Tradotto con IA
Il token nativo di Ethereum, Ether (ETH), mostra segnali di esaurimento del rialzo in vista della decisione sui tassi chiave della Federal Reserve di mercoledì.
ETH/USD era stabile vicino a 2.300 USD dopo un calo del 3,25% rispetto al massimo settimanale di circa 2.390 USD, mentre i trader realizzavano profitti. Le crescenti tensioni belliche tra Stati Uniti e Iran e il rialzo dei prezzi del petrolio hanno accentuato il tono prudente.
Ora Ether rischia perdite più profonde nei prossimi giorni se il suo modello post-FOMC degli ultimi 12 mesi si ripete.
Ethereum è sceso dopo sette degli ultimi otto incontri del Federal Open Market Committee, stabilendo uno dei frattali guidati dalla macroeconomia più chiari nel settore crypto.
Il modello resta coerente: ETH si stabilizza o rimbalza prima della decisione, poi inverte bruscamente una volta che il risultato e le indicazioni future arrivano sul mercato.

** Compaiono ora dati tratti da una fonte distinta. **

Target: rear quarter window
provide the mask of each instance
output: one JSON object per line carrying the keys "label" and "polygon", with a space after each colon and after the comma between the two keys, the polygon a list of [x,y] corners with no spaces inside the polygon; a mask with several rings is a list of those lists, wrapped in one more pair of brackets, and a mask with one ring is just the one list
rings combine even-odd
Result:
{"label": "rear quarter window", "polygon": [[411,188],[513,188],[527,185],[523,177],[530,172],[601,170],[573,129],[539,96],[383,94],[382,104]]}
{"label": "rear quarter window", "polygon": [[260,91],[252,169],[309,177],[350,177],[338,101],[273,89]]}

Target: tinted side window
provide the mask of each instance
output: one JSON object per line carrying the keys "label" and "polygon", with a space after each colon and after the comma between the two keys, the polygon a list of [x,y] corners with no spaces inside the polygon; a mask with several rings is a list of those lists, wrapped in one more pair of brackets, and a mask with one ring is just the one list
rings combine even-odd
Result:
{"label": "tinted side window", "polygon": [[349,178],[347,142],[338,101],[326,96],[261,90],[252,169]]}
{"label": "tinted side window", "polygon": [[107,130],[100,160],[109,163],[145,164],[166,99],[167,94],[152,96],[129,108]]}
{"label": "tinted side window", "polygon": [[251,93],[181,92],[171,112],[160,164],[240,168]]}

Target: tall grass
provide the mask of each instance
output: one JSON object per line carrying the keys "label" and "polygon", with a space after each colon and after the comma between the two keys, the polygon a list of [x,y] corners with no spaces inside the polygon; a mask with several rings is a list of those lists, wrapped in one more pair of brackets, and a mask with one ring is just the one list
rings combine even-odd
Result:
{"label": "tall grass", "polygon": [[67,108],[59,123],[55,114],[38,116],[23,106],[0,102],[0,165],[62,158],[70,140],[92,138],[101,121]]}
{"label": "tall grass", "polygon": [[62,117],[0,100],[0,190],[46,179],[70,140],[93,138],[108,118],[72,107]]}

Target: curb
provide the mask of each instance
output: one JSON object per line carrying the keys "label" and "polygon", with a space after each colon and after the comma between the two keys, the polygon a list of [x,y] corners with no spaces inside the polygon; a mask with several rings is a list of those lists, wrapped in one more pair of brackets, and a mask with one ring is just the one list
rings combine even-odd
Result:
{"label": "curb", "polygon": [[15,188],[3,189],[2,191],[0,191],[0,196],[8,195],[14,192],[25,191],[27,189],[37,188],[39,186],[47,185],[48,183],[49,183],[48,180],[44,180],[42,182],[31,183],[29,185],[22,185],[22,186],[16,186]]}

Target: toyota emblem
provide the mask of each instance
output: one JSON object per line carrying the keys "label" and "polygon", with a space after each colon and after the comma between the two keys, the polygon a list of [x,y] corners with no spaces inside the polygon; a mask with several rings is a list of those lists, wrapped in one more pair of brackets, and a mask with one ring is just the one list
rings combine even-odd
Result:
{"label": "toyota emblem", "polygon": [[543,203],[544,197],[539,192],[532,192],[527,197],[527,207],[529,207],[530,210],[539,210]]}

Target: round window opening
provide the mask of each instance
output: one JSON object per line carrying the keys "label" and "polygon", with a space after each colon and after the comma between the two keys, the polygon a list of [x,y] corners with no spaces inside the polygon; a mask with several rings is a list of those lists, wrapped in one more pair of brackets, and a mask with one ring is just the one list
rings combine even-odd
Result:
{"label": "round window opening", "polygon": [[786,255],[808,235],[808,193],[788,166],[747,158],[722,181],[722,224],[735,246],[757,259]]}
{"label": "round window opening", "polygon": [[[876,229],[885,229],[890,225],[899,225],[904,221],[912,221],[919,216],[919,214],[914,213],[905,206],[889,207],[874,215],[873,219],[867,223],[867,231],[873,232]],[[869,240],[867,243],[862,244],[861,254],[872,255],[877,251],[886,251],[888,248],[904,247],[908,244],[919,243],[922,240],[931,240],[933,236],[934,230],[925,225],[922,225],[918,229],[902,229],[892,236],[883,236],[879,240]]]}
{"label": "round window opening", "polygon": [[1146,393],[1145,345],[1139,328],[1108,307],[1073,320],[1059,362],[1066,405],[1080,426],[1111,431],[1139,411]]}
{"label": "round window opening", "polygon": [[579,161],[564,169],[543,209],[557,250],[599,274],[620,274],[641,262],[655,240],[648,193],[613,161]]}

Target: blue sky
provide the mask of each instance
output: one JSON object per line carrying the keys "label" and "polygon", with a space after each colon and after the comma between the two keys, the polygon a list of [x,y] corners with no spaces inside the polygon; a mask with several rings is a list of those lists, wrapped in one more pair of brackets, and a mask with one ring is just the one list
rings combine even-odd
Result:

I cali tipici post-FOMC sono stati tra il 13% e il 26%, mentre fasi di deleveraging più profonde hanno spinto le perdite verso il 33%–42%.
Questi cali riflettono un reset della liquidità più che fallimenti tecnici isolati, con i trader che smontano posizioni con leva e rivedono le aspettative sui tassi di interesse.
Il rischio è visibile nel mercato dei futures su Ethereum. A mercoledì, circa 2,52 miliardi di USD in posizioni long rischiavano la liquidazione se ETH fosse sceso al di sotto di 2.000 USD, secondo la heatmap delle liquidazioni di CoinGlass.
In confronto, le liquidazioni di posizioni short al di sotto di quel livello erano raggruppate a meno di 600 milioni di USD.
In termini semplici, molte più scommesse rialziste che ribassiste verrebbero cancellate in caso di discesa, lasciando ETH vulnerabile a una cascata di ribasso più pronunciata se la pressione di vendita aumentasse.
I mercati si aspettano che la Federal Reserve mantenga i tassi fermi, concentrando il focus sul dot plot e sulle indicazioni di Jerome Powell. Il vero rischio risiede nelle aspettative future, non nella decisione in sé.
Il rialzo dei prezzi del petrolio e le tensioni geopolitiche hanno spinto i trader a ridurre le scommesse su tagli dei tassi, rafforzando l’outlook “higher for longer”.
Questo contesto limita il potenziale rialzista per Ethereum. Un “hawkish hold” probabilmente innescherebbe flussi risk-off, mentre solo un chiaro spostamento “dovish” potrebbe interrompere il modello ribassista.
La situazione rispecchia cicli precedenti. ETH è rimbalzato da livelli inferiori a 1.800 USD fino a circa 2.300 USD, ma il movimento manca di forte conferma. L’RSI è già vicino a livelli di ipercomprato, una combinazione che in passato ha portato a ritracciamenti post-FOMC.
Gli indicatori tecnici a breve termine di Ethereum rimangono cautamente rialzisti nonostante i rischi macro. Il prezzo si sta avvicinando a una zona di resistenza chiave vicino a 2.100 USD, che coincide con il bordo superiore della sua struttura di trendline ascendente.
Una rottura riuscita al di sopra di questo livello potrebbe confermare la continuazione e aprire la strada verso la prossima resistenza importante intorno a 2.700 USD, basandosi sulla misura del movimento del pattern.
Tuttavia, l’incapacità di mantenersi sopra i 2.100 USD indebolirebbe la struttura. Un respingimento da questa zona potrebbe spingere ETH nuovamente verso il supporto della trendline vicino a 2.000 USD, mantenendo la più ampia ripresa a rischio.
Yashu Gola è un giornalista e analista di criptovalute con expertise in asset digitali, blockchain e macroeconomia. Fornisce analisi di mercato approfondite, pattern nei grafici tecnici e intuizioni sugli impatti economici globali. Il suo lavoro colma il divario tra la finanza tradizionale e le criptovalute, offrendo consigli pratici e contenuti educativi. Appassionato del ruolo della blockchain nella finanza, studia la finanza comportamentale per prevedere le tendenze delle memecoin.